SciLayer

Most agent benchmarks assume documented tool semantics and static ground-truth answers. Real scientific inquiry requires agents to learn what interventions do from state transitions, then infer hidden mechanisms, design discriminating experiments, and predict held-out observables. ASDB unifies two complementary tracks: Action Semantics Discovery (inferring an action map φ̂(a) from unlabeled controls) and Scientific Discovery Evaluation (recovering hidden theory classes under an intervention budget). Both share one interaction loop but score different constructs. Linked A→B episodes, decoy falsification, tiered difficulty, and decomposable metrics aim at construct validity for adaptive scientific reasoning evaluation.

Abstract

Most agent benchmarks assume that tool and action meanings are documented before interaction begins, and that success is measured against tasks with known ground-truth answers. Real scientific inquiry requires something different: agents must learn what interventions do from state transitions, then use that knowledge to infer hidden mechanisms, design discriminating experiments, and predict outcomes in regimes they have never observed. We propose ASDB (Adaptive Scientific Discovery Benchmark), a unified evaluation framework with two complementary tracks. Track A (Action Semantics Discovery) grades whether an agent can infer an action map (\hat{\phi}(a)) from unlabeled controls. Track B (Scientific Discovery Evaluation) grades whether an agent can recover a hidden theory class and predict held-out observables under an intervention budget. Both tracks share the same interaction loop — observe, act, update beliefs — but score different constructs. We argue that separating these constructs while evaluating them in linked A→B episodes yields a benchmark with stronger construct validity than either track alone, and we specify metrics, episode types, difficulty tiers, and anti-gaming protocols drawn from worked examples in grid worlds, statistical mechanics, and chemical kinetics.

Keywords

ASDB
scientific discovery benchmark
action semantics discovery
construct validity
interactive agents
intervention design
inverse problems
adaptive scientific reasoning
evaluation methodology
phase diagrams

1. Introduction

The evaluation of AI agents in scientific settings has expanded rapidly. Static question-answering benchmarks test whether a model knows established science. Interactive environments test whether a model can complete multi-step tasks when tools are named and documented. Neither adequately measures a capability that sits between them: adaptive discovery under uncertainty — learning what actions mean, then using them to shrink a space of competing hypotheses about hidden structure.
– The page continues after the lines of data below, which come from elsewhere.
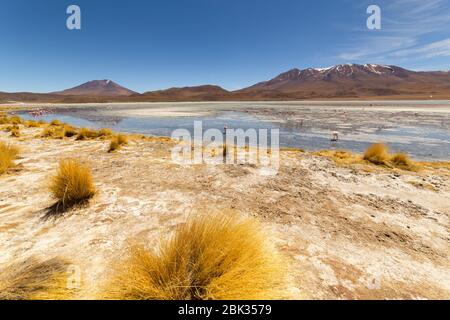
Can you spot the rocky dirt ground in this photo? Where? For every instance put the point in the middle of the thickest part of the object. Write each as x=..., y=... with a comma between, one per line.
x=353, y=232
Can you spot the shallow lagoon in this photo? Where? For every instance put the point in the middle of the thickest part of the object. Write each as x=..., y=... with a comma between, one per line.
x=421, y=129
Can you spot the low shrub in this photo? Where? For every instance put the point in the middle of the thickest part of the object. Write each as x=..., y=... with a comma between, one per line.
x=72, y=184
x=8, y=154
x=377, y=154
x=211, y=257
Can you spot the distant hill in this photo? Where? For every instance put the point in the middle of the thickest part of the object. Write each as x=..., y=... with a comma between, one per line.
x=105, y=88
x=352, y=81
x=345, y=81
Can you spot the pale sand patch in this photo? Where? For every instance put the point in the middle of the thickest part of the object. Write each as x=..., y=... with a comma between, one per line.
x=347, y=233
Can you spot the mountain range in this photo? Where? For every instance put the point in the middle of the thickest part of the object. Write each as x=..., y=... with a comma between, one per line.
x=348, y=81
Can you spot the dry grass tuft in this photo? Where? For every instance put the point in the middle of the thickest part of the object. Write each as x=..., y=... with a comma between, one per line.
x=15, y=120
x=340, y=157
x=72, y=183
x=15, y=132
x=117, y=142
x=33, y=280
x=32, y=124
x=377, y=154
x=104, y=133
x=56, y=122
x=84, y=134
x=401, y=160
x=70, y=131
x=8, y=154
x=216, y=257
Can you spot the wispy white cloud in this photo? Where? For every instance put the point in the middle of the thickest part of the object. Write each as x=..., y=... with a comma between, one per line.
x=406, y=29
x=435, y=49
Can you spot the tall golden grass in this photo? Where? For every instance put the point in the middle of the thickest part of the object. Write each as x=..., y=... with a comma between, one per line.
x=72, y=184
x=377, y=153
x=211, y=257
x=15, y=132
x=32, y=124
x=117, y=142
x=34, y=280
x=8, y=154
x=85, y=133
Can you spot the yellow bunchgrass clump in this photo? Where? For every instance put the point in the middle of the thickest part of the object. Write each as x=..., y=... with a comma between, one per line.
x=4, y=119
x=70, y=131
x=377, y=154
x=211, y=257
x=104, y=133
x=8, y=154
x=34, y=280
x=32, y=124
x=84, y=134
x=401, y=160
x=117, y=142
x=15, y=120
x=15, y=132
x=72, y=183
x=56, y=122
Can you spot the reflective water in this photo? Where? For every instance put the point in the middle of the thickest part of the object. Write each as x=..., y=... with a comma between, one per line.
x=423, y=135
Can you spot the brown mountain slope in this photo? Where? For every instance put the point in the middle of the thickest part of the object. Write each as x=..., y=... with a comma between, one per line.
x=98, y=88
x=350, y=81
x=353, y=81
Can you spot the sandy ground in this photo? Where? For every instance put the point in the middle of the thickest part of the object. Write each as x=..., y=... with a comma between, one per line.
x=357, y=232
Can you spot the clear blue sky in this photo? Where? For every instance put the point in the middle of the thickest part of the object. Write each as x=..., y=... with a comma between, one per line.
x=155, y=44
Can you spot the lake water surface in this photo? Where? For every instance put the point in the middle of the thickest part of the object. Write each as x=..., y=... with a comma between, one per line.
x=420, y=129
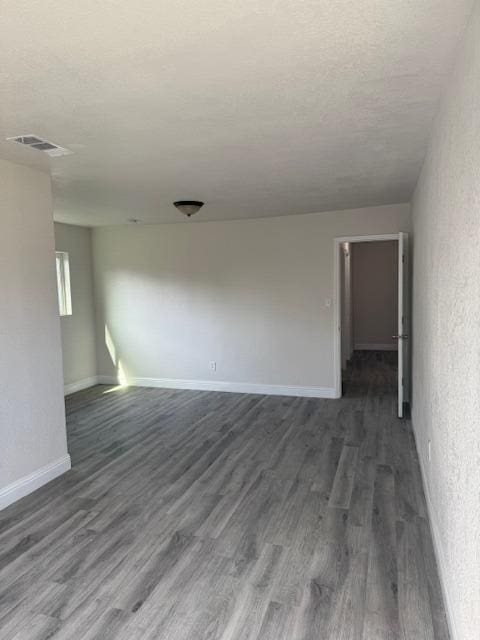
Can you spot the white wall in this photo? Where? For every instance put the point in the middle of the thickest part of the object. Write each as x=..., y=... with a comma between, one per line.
x=78, y=330
x=32, y=416
x=375, y=294
x=249, y=295
x=446, y=334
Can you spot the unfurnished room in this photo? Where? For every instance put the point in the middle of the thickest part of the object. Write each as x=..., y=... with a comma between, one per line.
x=239, y=320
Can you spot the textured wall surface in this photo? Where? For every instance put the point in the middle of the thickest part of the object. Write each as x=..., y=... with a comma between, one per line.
x=32, y=415
x=78, y=330
x=375, y=293
x=249, y=295
x=446, y=333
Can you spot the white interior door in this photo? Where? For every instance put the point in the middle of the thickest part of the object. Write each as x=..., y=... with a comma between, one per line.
x=403, y=325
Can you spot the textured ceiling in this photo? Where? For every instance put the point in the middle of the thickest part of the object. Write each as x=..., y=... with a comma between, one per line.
x=257, y=107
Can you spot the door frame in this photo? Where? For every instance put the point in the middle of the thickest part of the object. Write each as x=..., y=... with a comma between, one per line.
x=337, y=307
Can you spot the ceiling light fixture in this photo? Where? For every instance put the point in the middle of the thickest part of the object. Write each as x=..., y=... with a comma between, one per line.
x=188, y=207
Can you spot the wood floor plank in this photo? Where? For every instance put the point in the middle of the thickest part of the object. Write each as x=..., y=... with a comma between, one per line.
x=194, y=515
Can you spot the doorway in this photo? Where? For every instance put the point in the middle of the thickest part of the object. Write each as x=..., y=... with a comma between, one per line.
x=371, y=308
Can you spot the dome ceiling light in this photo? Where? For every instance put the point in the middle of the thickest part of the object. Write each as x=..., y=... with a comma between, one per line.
x=188, y=207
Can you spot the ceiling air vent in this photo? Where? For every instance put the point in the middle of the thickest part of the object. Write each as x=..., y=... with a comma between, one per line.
x=33, y=141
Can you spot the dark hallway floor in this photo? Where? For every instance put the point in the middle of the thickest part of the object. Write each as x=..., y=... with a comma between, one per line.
x=194, y=515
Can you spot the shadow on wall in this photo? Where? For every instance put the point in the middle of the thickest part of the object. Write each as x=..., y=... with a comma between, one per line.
x=116, y=361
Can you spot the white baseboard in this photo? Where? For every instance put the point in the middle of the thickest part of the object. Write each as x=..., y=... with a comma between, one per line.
x=21, y=488
x=438, y=549
x=376, y=347
x=81, y=384
x=234, y=387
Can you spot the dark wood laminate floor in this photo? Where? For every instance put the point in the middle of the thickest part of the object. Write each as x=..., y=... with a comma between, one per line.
x=195, y=515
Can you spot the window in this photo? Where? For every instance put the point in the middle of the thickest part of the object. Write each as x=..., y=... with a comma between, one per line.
x=63, y=283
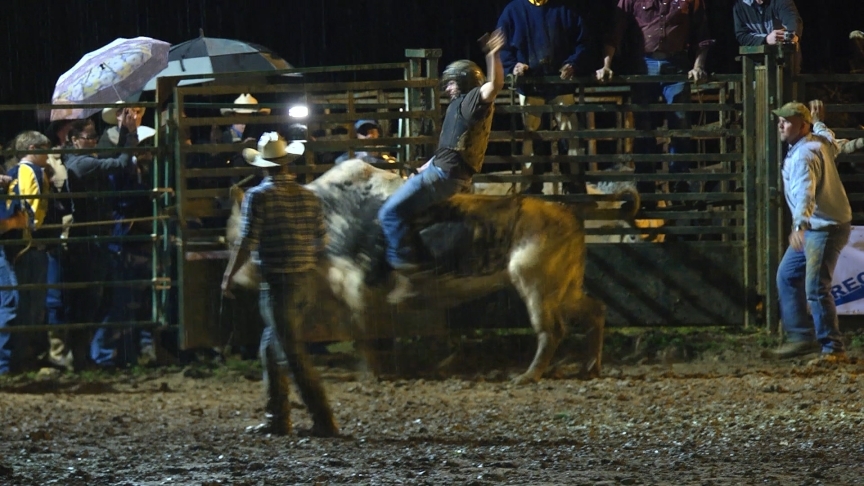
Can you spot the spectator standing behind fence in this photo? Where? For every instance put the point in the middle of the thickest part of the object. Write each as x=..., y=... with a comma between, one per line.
x=59, y=216
x=771, y=22
x=821, y=219
x=115, y=135
x=129, y=260
x=365, y=130
x=673, y=31
x=284, y=223
x=91, y=262
x=546, y=38
x=20, y=263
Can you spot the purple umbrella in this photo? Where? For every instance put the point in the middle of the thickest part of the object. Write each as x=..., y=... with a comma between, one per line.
x=110, y=74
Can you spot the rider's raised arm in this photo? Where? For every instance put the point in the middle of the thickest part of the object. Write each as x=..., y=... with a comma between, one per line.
x=494, y=69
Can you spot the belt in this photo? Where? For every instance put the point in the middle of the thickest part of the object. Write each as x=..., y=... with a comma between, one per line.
x=662, y=56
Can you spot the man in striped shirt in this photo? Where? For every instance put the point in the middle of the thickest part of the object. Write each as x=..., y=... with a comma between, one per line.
x=283, y=224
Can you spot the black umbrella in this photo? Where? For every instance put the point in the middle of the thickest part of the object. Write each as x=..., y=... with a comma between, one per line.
x=207, y=55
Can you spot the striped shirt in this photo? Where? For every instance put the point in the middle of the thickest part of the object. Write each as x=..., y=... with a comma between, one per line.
x=283, y=221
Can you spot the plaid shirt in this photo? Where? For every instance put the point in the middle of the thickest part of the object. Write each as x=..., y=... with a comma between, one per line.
x=284, y=222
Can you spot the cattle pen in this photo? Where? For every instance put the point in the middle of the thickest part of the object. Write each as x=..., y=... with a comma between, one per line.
x=672, y=406
x=721, y=239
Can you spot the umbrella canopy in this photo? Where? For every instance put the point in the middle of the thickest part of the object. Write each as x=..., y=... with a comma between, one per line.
x=208, y=55
x=113, y=73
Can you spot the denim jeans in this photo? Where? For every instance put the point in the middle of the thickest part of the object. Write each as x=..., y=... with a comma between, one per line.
x=284, y=301
x=804, y=278
x=121, y=346
x=8, y=310
x=672, y=93
x=417, y=194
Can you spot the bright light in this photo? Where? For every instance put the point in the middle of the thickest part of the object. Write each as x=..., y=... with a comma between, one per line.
x=298, y=111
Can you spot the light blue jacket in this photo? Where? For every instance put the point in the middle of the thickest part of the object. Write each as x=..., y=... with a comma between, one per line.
x=813, y=189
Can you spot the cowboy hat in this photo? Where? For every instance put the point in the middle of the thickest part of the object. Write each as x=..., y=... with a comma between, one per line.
x=109, y=115
x=245, y=99
x=273, y=151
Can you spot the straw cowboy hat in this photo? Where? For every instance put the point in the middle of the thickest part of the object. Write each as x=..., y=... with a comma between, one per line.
x=245, y=99
x=109, y=115
x=273, y=151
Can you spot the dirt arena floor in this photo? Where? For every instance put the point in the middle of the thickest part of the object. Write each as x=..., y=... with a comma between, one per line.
x=681, y=410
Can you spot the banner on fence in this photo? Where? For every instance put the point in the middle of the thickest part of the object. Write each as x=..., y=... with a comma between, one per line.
x=848, y=285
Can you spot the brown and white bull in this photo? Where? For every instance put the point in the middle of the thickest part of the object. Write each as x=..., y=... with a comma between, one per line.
x=601, y=188
x=480, y=244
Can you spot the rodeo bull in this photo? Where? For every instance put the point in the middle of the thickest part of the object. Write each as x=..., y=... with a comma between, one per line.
x=534, y=246
x=601, y=188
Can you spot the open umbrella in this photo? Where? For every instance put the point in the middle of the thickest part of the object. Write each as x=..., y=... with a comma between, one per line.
x=208, y=55
x=113, y=73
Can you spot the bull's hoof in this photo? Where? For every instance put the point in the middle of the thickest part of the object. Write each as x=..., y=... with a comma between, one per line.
x=590, y=371
x=524, y=379
x=270, y=428
x=324, y=430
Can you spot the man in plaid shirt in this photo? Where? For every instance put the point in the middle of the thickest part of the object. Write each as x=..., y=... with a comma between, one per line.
x=284, y=222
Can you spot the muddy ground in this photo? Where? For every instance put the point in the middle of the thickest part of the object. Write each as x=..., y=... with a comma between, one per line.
x=670, y=409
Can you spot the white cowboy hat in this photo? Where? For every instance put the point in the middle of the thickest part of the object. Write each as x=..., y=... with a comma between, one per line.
x=109, y=115
x=273, y=151
x=245, y=99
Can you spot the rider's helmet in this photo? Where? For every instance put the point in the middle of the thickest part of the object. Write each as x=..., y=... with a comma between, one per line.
x=467, y=75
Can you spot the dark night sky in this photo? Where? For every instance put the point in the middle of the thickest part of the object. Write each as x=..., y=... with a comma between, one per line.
x=46, y=37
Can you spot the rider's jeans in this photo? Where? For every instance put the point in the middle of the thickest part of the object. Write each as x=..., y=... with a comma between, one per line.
x=417, y=194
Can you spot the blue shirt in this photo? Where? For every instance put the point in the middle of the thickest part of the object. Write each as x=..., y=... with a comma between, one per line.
x=544, y=38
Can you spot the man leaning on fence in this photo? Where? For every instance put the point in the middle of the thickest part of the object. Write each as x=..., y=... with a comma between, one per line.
x=673, y=33
x=284, y=223
x=92, y=261
x=546, y=38
x=769, y=22
x=821, y=219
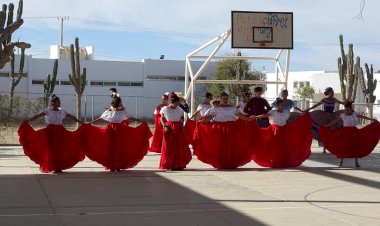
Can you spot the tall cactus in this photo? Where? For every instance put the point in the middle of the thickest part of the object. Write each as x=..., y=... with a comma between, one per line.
x=14, y=81
x=49, y=83
x=369, y=89
x=77, y=79
x=347, y=73
x=7, y=27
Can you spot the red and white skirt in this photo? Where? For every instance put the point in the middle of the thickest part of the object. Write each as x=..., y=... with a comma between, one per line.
x=157, y=135
x=175, y=151
x=283, y=146
x=224, y=145
x=351, y=142
x=117, y=146
x=53, y=147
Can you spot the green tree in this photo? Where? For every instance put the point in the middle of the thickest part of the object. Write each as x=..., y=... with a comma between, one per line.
x=232, y=69
x=305, y=92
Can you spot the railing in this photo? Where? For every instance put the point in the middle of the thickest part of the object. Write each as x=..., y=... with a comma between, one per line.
x=26, y=105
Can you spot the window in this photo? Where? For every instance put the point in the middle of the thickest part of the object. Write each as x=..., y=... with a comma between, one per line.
x=6, y=74
x=165, y=77
x=295, y=85
x=37, y=82
x=65, y=83
x=96, y=83
x=137, y=83
x=109, y=83
x=124, y=83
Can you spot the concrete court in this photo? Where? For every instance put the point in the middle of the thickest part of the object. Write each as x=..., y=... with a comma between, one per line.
x=318, y=193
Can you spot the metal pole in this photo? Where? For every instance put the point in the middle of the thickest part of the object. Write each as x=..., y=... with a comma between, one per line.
x=61, y=31
x=85, y=108
x=92, y=108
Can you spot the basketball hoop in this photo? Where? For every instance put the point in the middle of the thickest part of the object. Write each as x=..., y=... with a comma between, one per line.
x=264, y=43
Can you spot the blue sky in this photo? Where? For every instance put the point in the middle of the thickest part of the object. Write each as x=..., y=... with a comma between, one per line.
x=141, y=29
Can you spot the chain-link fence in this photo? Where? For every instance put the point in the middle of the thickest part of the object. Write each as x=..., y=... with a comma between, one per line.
x=26, y=105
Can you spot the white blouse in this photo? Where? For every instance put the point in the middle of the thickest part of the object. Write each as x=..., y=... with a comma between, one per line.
x=241, y=107
x=172, y=115
x=54, y=117
x=115, y=116
x=279, y=118
x=202, y=108
x=223, y=114
x=350, y=120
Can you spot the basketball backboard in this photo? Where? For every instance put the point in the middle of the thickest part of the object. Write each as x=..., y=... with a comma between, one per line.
x=262, y=30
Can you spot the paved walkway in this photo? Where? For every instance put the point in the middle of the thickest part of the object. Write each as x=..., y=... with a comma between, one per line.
x=318, y=193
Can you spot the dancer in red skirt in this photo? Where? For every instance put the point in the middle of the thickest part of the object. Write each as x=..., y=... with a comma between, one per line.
x=258, y=106
x=158, y=129
x=197, y=116
x=349, y=141
x=243, y=103
x=282, y=145
x=225, y=143
x=203, y=107
x=54, y=148
x=117, y=146
x=326, y=115
x=175, y=151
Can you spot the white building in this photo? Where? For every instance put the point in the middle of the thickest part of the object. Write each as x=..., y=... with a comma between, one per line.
x=140, y=84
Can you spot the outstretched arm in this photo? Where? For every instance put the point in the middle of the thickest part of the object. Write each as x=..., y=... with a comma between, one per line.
x=338, y=101
x=262, y=116
x=74, y=118
x=163, y=121
x=207, y=118
x=333, y=122
x=36, y=117
x=314, y=106
x=243, y=117
x=195, y=114
x=365, y=117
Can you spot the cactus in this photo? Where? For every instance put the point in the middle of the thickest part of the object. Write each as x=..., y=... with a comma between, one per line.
x=14, y=81
x=348, y=74
x=369, y=89
x=77, y=79
x=7, y=27
x=49, y=83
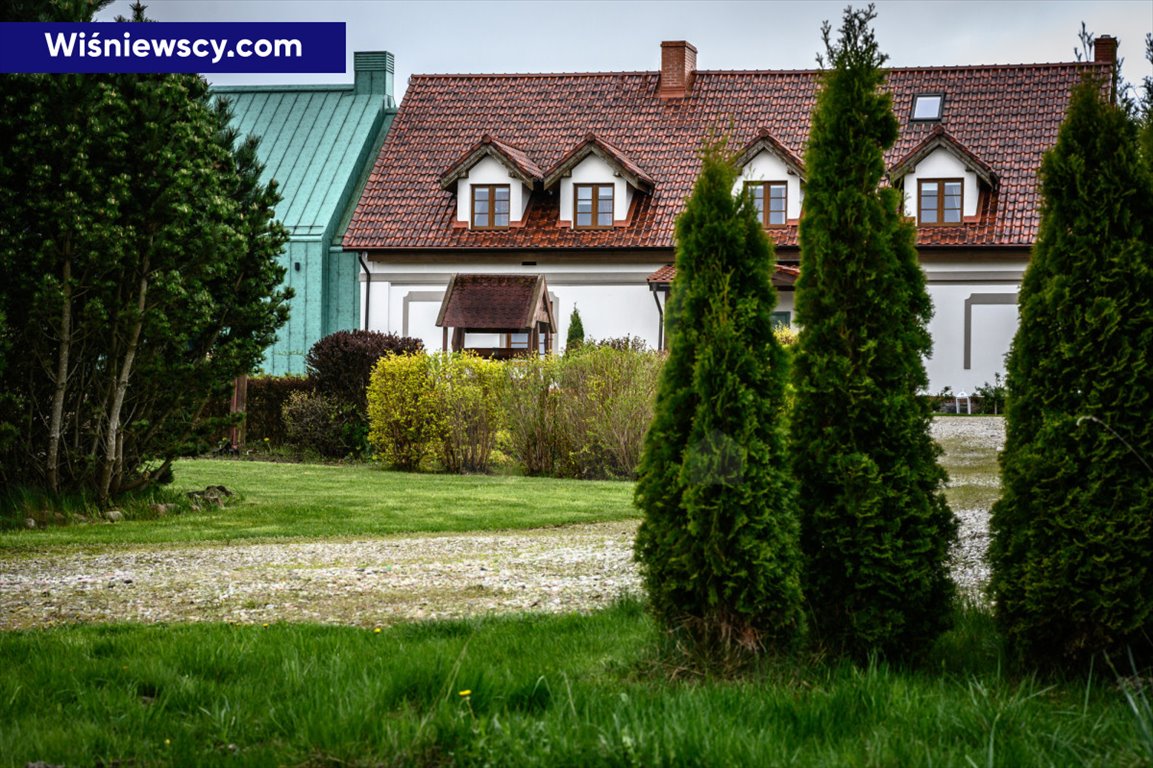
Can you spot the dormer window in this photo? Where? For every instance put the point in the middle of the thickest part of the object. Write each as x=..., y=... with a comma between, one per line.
x=928, y=106
x=771, y=202
x=480, y=179
x=773, y=177
x=943, y=181
x=940, y=201
x=597, y=185
x=490, y=206
x=593, y=206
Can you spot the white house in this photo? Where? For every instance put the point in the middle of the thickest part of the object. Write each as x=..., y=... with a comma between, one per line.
x=580, y=177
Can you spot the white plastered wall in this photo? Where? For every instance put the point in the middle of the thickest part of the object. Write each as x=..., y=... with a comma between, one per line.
x=490, y=171
x=595, y=171
x=767, y=166
x=613, y=300
x=988, y=302
x=941, y=164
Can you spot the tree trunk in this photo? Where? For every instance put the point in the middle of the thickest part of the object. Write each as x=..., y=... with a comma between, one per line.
x=55, y=422
x=112, y=434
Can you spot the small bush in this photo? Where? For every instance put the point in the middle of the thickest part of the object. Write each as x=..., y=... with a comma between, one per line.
x=991, y=398
x=620, y=344
x=468, y=397
x=324, y=424
x=341, y=363
x=604, y=407
x=264, y=412
x=405, y=422
x=530, y=411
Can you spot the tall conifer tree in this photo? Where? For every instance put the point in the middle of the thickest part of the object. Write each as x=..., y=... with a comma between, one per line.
x=1074, y=527
x=718, y=544
x=875, y=527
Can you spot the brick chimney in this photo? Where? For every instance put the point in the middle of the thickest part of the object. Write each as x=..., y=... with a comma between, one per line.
x=1105, y=50
x=678, y=69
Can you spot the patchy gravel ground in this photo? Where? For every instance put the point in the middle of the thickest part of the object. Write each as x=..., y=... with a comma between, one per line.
x=371, y=582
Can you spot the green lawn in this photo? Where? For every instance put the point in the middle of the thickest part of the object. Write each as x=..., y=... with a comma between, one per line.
x=308, y=501
x=543, y=691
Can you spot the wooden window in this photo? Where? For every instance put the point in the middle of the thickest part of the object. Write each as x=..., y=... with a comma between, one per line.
x=592, y=206
x=771, y=202
x=490, y=206
x=940, y=201
x=928, y=106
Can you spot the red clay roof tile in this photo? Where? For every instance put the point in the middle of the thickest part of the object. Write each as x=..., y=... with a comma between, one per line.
x=491, y=302
x=1005, y=117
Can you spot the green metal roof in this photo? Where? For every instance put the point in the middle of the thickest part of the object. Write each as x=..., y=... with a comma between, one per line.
x=316, y=140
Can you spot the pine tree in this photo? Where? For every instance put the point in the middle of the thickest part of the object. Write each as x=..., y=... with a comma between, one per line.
x=1074, y=527
x=718, y=543
x=141, y=253
x=875, y=527
x=575, y=338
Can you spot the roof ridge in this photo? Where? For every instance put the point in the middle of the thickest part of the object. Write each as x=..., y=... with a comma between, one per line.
x=502, y=75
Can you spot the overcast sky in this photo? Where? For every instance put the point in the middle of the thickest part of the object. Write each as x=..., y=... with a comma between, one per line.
x=525, y=36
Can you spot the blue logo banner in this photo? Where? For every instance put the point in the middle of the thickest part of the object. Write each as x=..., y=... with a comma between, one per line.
x=173, y=47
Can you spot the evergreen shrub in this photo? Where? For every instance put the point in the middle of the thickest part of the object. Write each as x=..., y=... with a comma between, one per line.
x=875, y=528
x=575, y=337
x=1072, y=532
x=718, y=543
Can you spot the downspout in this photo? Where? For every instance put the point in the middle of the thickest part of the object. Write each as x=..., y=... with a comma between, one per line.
x=660, y=311
x=368, y=285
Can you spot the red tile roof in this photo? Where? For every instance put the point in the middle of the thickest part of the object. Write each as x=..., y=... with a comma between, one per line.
x=492, y=302
x=1004, y=115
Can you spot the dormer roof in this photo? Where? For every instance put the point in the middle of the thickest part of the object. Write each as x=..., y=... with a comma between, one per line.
x=593, y=144
x=766, y=142
x=941, y=138
x=513, y=158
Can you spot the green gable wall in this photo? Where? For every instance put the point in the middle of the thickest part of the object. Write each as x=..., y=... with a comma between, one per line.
x=317, y=143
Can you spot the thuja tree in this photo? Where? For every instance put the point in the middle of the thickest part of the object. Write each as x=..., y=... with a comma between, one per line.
x=875, y=527
x=140, y=248
x=717, y=546
x=575, y=338
x=1072, y=529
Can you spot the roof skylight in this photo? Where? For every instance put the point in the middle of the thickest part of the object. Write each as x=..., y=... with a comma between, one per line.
x=928, y=106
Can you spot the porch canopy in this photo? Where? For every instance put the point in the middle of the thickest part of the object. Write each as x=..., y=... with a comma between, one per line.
x=497, y=315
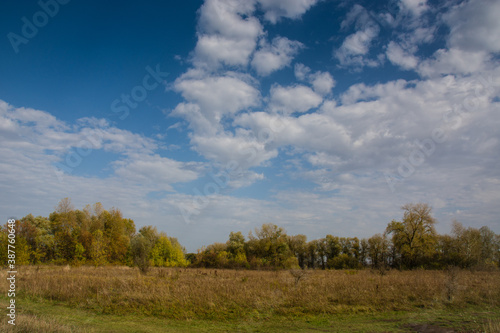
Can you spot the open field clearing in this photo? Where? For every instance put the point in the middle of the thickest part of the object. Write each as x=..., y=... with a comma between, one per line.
x=67, y=299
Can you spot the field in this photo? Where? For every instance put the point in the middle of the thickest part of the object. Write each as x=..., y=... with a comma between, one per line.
x=121, y=299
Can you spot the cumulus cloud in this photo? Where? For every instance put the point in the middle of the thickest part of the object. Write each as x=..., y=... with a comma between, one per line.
x=218, y=95
x=154, y=171
x=357, y=45
x=453, y=61
x=293, y=99
x=276, y=9
x=227, y=33
x=321, y=82
x=399, y=57
x=279, y=54
x=474, y=26
x=415, y=7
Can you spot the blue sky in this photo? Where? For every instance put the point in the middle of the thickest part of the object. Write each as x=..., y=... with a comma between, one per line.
x=205, y=117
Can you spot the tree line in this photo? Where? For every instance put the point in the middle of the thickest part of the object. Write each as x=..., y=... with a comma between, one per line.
x=96, y=236
x=92, y=235
x=407, y=244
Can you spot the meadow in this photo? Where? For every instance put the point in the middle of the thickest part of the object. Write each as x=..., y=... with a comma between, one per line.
x=121, y=299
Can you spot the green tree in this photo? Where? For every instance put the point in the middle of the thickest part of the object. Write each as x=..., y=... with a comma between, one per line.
x=414, y=238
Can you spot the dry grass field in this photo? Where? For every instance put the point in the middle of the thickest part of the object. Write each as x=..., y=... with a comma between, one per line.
x=188, y=295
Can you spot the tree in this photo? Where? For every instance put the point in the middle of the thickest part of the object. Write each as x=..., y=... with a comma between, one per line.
x=64, y=206
x=414, y=237
x=270, y=246
x=167, y=253
x=98, y=248
x=378, y=247
x=297, y=245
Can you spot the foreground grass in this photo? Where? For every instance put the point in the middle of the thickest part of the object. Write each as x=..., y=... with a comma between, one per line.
x=120, y=299
x=48, y=316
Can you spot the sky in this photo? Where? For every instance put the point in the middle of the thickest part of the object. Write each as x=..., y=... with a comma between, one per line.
x=206, y=117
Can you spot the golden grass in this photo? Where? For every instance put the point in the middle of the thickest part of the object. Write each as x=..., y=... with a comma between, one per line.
x=228, y=294
x=26, y=323
x=492, y=326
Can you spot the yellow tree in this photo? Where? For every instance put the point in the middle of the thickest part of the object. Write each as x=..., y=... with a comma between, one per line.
x=414, y=237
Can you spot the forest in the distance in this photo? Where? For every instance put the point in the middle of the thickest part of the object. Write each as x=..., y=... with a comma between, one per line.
x=98, y=237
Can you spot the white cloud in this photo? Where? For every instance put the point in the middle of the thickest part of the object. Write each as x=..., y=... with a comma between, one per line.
x=212, y=49
x=322, y=82
x=415, y=7
x=224, y=35
x=270, y=58
x=475, y=26
x=293, y=99
x=399, y=57
x=275, y=9
x=154, y=171
x=453, y=61
x=356, y=46
x=224, y=148
x=218, y=95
Consider a theorist encountering an unfamiliar apparatus. The controls are unlabeled. A dial changes something about the system; a button returns a number. Before any law can be inferred, the scientist must build a mental model of the instrument: which knob sets temperature, which probe measures susceptibility, whether two readings commute. Only then can experiment design begin — bracketing a critical point, falsifying a mean-field decoy, choosing the one long-time measurement that separates parallel from consecutive reaction pathways.

Current benchmarks rarely isolate either step. Tool-use evaluations ship OpenAPI schemas. Physics benchmarks ask for the critical temperature of the 2D Ising model as a recall question. Discovery benchmarks may require interaction but often grade task completion without scoring whether the agent formed a reusable semantics model or a falsifiable theory.

ASDB addresses this gap by treating semantics learning and mechanism discovery as distinct but composable evaluation targets within one harness.

2. Two constructs, one loop

2.1 Track A: Action Semantics Discovery

Core question: What do these actions do?

The agent receives a menu of unlabeled actions ({A_1, \ldots, A_n}) — symbols with no documentation — and partial observations of environment state. From transitions ((s_t, a_t, s_{t+1})), it must infer a semantic map:

[ \hat{\phi}(a) : \mathcal{A} \to \text{EffectClass} ]

where an effect class might be "translate +2 in (x)", "toggle hidden mode bit", or "conditional: if signal = 0 then +(x) else +(y)".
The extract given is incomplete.